Incentive-based program in Mexico is appears to have improved child health

Published on June 1, 2004 at 7:39 AM · No Comments
An incentive-based program that now reaches 4.5 million families in Mexico is associated with lowering the rate of anemia and improving growth in low-income, rural infants and children, according to a study in the June 2 issue of the Journal of the American Medical Association (JAMA), a theme issue on Global Health.

Lead author Juan A. Rivera, Ph.D., Director of the Center for Nutrition and Health, National Institute of Public Health, Cuernavaca, Mexico, presented the findings of the study today at a JAMA media briefing at the National Press Club in Washington, D.C.

According to background information in the article, more than half of the yearly 10.8 million deaths of children younger than 5 years worldwide are attributed to malnutrition. Malnourished children who survive have a high risk of impaired health and function throughout life, which contributes to the intergenerational continuation of poverty. In developing countries more than one-quarter of all children younger than 5 years, about 150 million total, are estimated to be malnourished. Existing malnutrition interventions are effective under controlled conditions; however, little information is available on their effectiveness in large-scale programs.

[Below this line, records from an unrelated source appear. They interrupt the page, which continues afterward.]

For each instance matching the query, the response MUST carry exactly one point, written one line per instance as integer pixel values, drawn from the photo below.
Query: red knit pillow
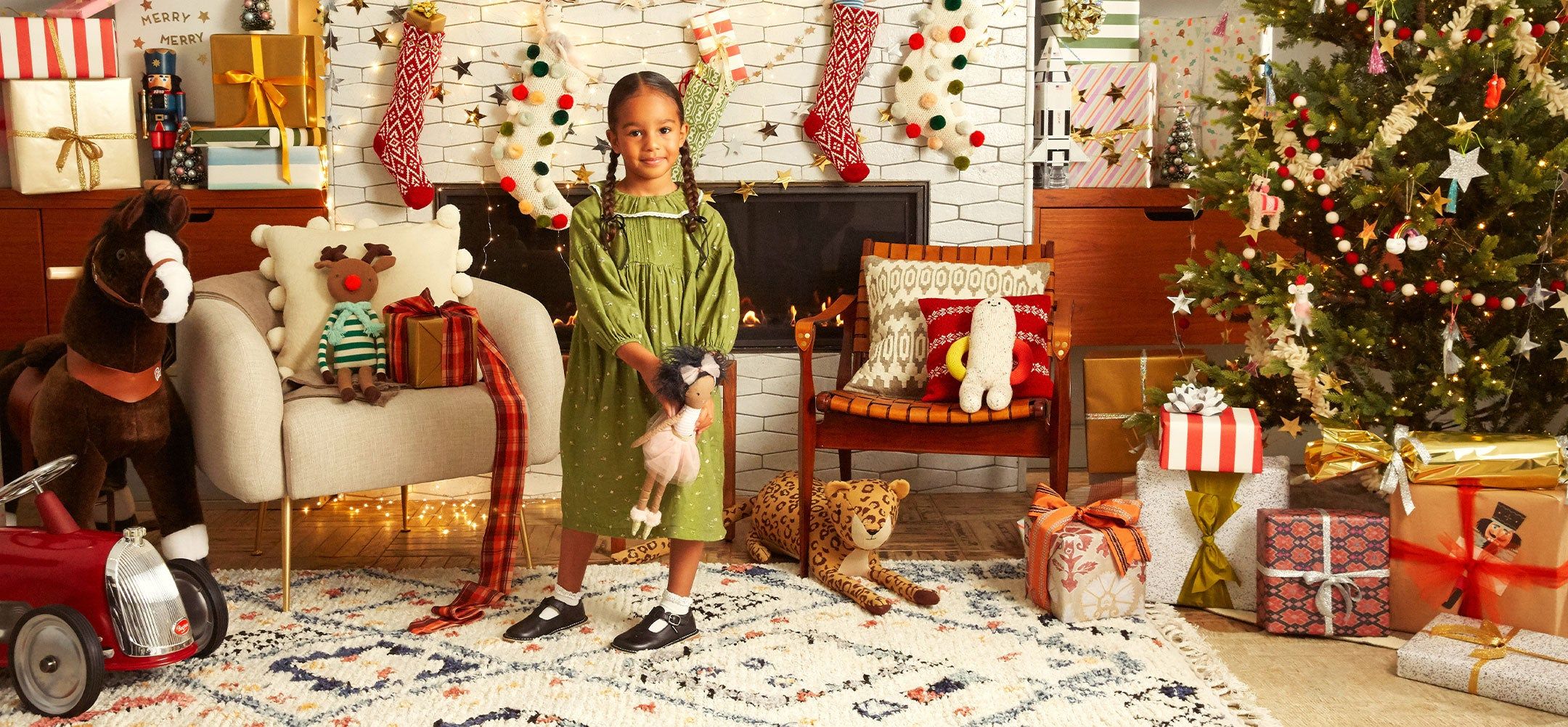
(947, 320)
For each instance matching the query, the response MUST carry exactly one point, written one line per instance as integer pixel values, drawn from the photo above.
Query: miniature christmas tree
(258, 16)
(187, 166)
(1180, 162)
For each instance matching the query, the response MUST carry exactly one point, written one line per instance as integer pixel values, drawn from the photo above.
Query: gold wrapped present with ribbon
(1496, 662)
(73, 135)
(1462, 459)
(1114, 386)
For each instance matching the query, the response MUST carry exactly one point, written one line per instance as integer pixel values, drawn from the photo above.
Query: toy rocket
(1057, 149)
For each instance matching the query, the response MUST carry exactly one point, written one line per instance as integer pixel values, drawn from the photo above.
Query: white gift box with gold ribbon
(73, 135)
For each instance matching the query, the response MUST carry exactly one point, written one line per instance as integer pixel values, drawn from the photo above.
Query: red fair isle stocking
(828, 124)
(397, 140)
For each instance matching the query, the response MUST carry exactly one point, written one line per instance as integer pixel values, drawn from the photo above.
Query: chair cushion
(924, 413)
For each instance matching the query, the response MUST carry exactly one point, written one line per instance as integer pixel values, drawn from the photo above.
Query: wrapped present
(1322, 572)
(1085, 563)
(1112, 120)
(1203, 532)
(1114, 386)
(1231, 440)
(73, 135)
(253, 136)
(432, 347)
(1487, 554)
(47, 47)
(1506, 663)
(79, 8)
(1112, 40)
(1509, 461)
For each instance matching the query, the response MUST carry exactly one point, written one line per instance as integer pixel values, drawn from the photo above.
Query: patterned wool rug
(775, 651)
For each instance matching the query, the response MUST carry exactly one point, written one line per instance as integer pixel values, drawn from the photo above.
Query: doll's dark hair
(670, 385)
(628, 86)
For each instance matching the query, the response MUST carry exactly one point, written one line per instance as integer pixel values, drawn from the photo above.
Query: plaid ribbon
(512, 463)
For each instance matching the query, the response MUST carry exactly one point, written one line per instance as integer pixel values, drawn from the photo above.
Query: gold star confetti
(1291, 427)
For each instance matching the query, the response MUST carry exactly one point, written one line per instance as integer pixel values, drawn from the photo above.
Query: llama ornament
(928, 86)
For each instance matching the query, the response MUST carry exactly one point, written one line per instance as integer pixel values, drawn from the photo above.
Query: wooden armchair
(1027, 428)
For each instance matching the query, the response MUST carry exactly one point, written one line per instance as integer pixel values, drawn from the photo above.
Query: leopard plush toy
(850, 522)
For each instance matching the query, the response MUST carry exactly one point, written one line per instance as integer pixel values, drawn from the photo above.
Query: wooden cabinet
(1114, 245)
(47, 237)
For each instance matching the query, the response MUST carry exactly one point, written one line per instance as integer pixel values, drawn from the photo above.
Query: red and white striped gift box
(714, 30)
(1231, 440)
(47, 47)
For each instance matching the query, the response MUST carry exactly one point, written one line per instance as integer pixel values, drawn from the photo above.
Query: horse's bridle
(109, 290)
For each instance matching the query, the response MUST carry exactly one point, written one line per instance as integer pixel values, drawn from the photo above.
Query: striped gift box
(1231, 440)
(1101, 110)
(47, 47)
(261, 168)
(714, 30)
(1115, 43)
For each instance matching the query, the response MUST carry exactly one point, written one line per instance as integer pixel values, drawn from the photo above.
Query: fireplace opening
(796, 250)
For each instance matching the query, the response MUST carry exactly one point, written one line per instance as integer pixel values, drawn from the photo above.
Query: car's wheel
(57, 662)
(204, 605)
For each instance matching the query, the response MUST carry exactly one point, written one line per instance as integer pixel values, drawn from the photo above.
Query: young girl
(651, 268)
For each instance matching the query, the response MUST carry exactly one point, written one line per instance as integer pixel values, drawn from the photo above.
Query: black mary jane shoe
(536, 625)
(642, 636)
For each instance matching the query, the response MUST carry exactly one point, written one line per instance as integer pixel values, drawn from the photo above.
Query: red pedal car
(75, 604)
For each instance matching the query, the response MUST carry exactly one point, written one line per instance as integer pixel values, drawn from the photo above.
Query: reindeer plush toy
(670, 453)
(351, 340)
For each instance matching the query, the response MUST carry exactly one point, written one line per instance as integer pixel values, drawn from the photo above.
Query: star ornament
(1463, 166)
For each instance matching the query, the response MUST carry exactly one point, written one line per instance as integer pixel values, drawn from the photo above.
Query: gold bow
(266, 96)
(1490, 641)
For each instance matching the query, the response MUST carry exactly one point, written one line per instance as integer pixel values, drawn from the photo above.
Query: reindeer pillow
(427, 252)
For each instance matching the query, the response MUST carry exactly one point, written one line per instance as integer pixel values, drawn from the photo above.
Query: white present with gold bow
(73, 135)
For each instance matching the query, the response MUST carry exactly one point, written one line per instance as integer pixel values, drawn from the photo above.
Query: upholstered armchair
(258, 447)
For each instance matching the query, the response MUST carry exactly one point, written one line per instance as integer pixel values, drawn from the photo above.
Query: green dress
(653, 287)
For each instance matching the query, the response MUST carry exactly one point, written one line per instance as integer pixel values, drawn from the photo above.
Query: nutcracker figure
(162, 107)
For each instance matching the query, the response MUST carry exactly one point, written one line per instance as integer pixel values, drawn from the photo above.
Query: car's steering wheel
(36, 478)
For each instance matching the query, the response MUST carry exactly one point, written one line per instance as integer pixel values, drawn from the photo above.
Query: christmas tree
(187, 168)
(1178, 163)
(1419, 171)
(258, 16)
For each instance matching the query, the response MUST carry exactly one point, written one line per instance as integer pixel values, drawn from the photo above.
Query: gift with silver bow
(1322, 572)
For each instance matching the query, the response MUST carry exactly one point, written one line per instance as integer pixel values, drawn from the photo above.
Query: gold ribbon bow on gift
(266, 96)
(1490, 644)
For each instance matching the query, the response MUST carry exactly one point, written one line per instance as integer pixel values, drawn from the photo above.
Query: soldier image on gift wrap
(1496, 541)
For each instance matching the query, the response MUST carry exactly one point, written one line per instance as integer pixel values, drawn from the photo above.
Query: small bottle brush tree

Rivera and colleagues conducted a study to determine the short-term nutritional impact of the large-scale, incentive-based development welfare program in Mexico, Progresa (Program for Education, Health, and Nutrition, currently called Oportunidades). Progresa has been applied by the Mexican federal government since 1997. As part of the program, children and pregnant and lactating women in participating households received fortified nutrition supplements called papilla, and the families received nutrition education, health care, and cash transfers.

The families received the cash transfers if they complied with requirements concerning school attendance and maintaining certain health care appointments for services such as immunizations, well baby care and growth monitoring of children, prenatal and postnatal care, check-up visits for other family members, and a mandatory session on nutrition and health education.

The study included 347 communities randomly assigned to immediate incorporation to the program in 1998 (intervention group; n = 205) or to incorporation in 1999 (crossover intervention group; n=142). A random sample of infants in those communities was surveyed at baseline and at 1 and 2 years afterward. Participants were from low-income households in poor rural communities in 6 central Mexican states. Infants (N = 650) 12 months of age or younger (n = 373 intervention group; n = 277 crossover intervention group) were included in the analyses.